How much Amarillo did you put in? Amarillo gives quite a citrussy flavour, wouldn't call it lemon though.

Lemon could also be from a scented detergent that wasn't rinsed well enough, or maybe from a mould of some sort.
 
Could be a new type of brew you just come up with. saves you putting lemon in it like the coronas
 
How much Amarillo did you put in? Amarillo gives quite a citrussy flavour, wouldn't call it lemon though.

Lemon could also be from a scented detergent that wasn't rinsed well enough, or maybe from a mould of some sort.


Update replies info. Used 25gms steeped then added to fermenter in sock/teabag No chance of detergent tainting brew and I would say a sour lemon not acidic. I did have trouble getting this one to ferment out though very slow after initial gravity drop.Hope your wrong about mould followed my usual hygene pratice.Thanks for replies. :icon_cheers:
Daz
 
I recently brewed a tripel with a high weat malt content.
It has lemony taste to it too.
I was dissapointed till we went to the Belgian Beer cafe and the Tripel I bought there, also had lemony notes.
Definately no Amarillo in mine.

I suspect it has something to do with the high temperature I fermented this one at.
I didnt have a thermometer, but it sat outside in the sun and rocketed out the airlock.
 
I recently brewed a tripel with a high weat malt content.
It has lemony taste to it too.
I was dissapointed till we went to the Belgian Beer cafe and the Tripel I bought there, also had lemony notes.
Definately no Amarillo in mine.

I suspect it has something to do with the high temperature I fermented this one at.
I didnt have a thermometer, but it sat outside in the sun and rocketed out the airlock.

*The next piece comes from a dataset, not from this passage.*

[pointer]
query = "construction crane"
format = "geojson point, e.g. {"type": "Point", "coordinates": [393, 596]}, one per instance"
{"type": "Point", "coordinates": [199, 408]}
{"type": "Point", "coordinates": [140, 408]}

Hey Beef, Interesting on the tripel (never had one myself). My first thoughts were temp probs but, although maybe a bit high it never got over 18degs. On the amarillo I added some pellet pieces to bottles of Blue Mt recently and that was very nice, not a hint of lemon but that was a small amount and not steeped then in fermentation for two weeks. Its a bloomin mystery. All suggestions/ideas welcomed <_<
Daz
 
Sounds like it could well be a yeast characteristic.
Some of the flavours given off by wheat beer yeast strains might be percieved as lemony.
I do recall some of my first attempts at hefeweizens coming off particularly spicy, peppery and citrus-like using K-97. Not specifically lemon, but i do reckon Amarillo hops may have simply added to spicy citrus character you could get out of this yeast.
 
id say its most likely the amarillo hops, but authentic wheat beer yeasts give off quite a citrus flavour as well. Compare the flavour to a nice hoppy amarillo driven beer like a James Squire Golden Ale, if its the same kind of lemon then thats what caused it.
 
It may be a combo of a few things!

Amarillo hops gave off lemon/citrus aroma and flavour in a pale ale I brewed once. It could be the also be the particular yeast you brewed with, at that temperature, or a combo of the two.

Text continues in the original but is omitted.